## Demand Forecasting
Can you forecast the demand of the car rentals on an hourly basis?


#### Problem Statement
ABC is a car rental company based out of Bangalore. It rents cars for both in and out stations at affordable prices. The users can rent different types of cars like Sedans, Hatchbacks, SUVs and MUVs, Minivans and so on.

In recent times, the demand for cars is on the rise. As a result, the company would like to tackle the problem of supply and demand. The ultimate goal of the company is to strike the balance between the supply and demand inorder to meet the user expectations. 
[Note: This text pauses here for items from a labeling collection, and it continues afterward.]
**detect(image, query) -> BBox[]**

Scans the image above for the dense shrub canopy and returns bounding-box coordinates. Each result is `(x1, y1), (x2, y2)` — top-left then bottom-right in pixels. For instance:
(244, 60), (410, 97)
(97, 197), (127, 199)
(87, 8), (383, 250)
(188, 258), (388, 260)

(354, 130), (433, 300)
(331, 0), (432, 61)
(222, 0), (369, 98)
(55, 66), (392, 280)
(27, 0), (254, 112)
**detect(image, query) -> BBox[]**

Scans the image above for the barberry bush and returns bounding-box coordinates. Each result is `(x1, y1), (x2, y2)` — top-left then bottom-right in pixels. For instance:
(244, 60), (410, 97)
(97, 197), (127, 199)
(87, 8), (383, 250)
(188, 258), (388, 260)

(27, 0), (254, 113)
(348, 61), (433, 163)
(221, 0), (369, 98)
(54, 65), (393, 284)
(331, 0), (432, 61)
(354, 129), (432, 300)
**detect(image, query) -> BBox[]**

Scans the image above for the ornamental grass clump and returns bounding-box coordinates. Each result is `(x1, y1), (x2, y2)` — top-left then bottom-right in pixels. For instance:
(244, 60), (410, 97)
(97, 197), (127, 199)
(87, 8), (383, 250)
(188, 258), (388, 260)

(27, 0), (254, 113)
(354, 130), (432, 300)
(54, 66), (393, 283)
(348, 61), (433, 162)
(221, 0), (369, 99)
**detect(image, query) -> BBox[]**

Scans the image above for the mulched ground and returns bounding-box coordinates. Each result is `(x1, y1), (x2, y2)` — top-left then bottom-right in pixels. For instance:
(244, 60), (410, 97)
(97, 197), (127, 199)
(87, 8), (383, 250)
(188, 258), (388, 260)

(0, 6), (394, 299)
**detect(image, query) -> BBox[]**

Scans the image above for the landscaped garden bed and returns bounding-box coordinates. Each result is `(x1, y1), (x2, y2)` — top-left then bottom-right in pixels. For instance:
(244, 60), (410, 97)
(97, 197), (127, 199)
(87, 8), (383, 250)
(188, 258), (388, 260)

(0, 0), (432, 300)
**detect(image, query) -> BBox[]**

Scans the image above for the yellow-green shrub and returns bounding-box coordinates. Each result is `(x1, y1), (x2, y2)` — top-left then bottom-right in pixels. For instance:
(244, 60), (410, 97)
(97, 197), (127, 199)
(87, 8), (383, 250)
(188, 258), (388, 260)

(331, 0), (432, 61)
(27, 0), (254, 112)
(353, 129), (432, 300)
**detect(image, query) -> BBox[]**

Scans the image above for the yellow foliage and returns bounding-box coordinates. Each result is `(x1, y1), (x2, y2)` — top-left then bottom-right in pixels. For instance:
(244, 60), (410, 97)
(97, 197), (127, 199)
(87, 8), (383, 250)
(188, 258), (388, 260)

The company has collected the details of each rental. Based on the past data, the company would like to forecast the demand of car rentals on an hourly basis. 


#### Objective
The main objective of the problem is to develop the machine learning approach to forecast the demand of car rentals on an hourly basis.


#### Data Dictionary
You are provided with 3 files - train.csv, test.csv and sample_submission.csv

Training set

train.csv contains the hourly demand of car rentals from August 2018 to February 2021.

In [1]:
## import important librabries:
import plotly.express as px
import numpy as np, pandas as pd
import datetime

import matplotlib.pyplot as plt

from statsmodels.graphics.tsaplots import plot_acf,plot_pacf
from statsmodels.tsa.stattools import adfuller
from sklearn.model_selection import TimeSeriesSplit,GridSearchCV
from sklearn.preprocessing import MinMaxScaler, StandardScaler
from sklearn.metrics import mean_squared_error

from glmnet import ElasticNet as glm_elastic
from sklearn.linear_model import LinearRegression, ElasticNet
from sklearn.ensemble import RandomForestRegressor
from sklearn.tree import DecisionTreeRegressor
from sklearn.svm import SVR

import xgboost as xgb
from fbprophet import Prophet

import math
from keras.models import Sequential
from keras.layers import Dense,LSTM
from keras.callbacks import EarlyStopping
from keras.optimizers import adam_v2

  from pandas import MultiIndex, Int64Index


In [2]:
train_df = pd.read_csv("train_E1GspfA.csv")
test_df = pd.read_csv("test_6QvDdzb.csv")
sub_df = pd.read_csv("sample_4E0BhPN.csv")

In [3]:
train_df.head(2)

Unnamed: 0,date,hour,demand
0,2018-08-18,9,91
1,2018-08-18,10,21


Fb Prohpet

In [4]:
train_df['date'] = pd.to_datetime(train_df['date'])
test_df['date'] = pd.to_datetime(test_df['date'])

In [None]:
def add_hour(dt,hr):
    return dt  + datetime.timedelta(hours = hr)

In [None]:
train_df['date'] = train_df.apply(lambda row: add_hour(row['date'],row['hour']),axis=1)

In [None]:
fb_train_df = train_df[['date','demand']]
fb_train_df.columns = ['ds','y'] 

In [None]:
# train_test_split
train = fb_train_df.iloc[:-1000]
test = fb_train_df.iloc[-1000:]
fb_m = Prophet()
fb_m.fit(train)

y_pred = fb_m.predict(fb_m.make_future_dataframe(
    periods=1000,freq = 'H'))[['yhat_lower', 'yhat','yhat_upper']][-1000::]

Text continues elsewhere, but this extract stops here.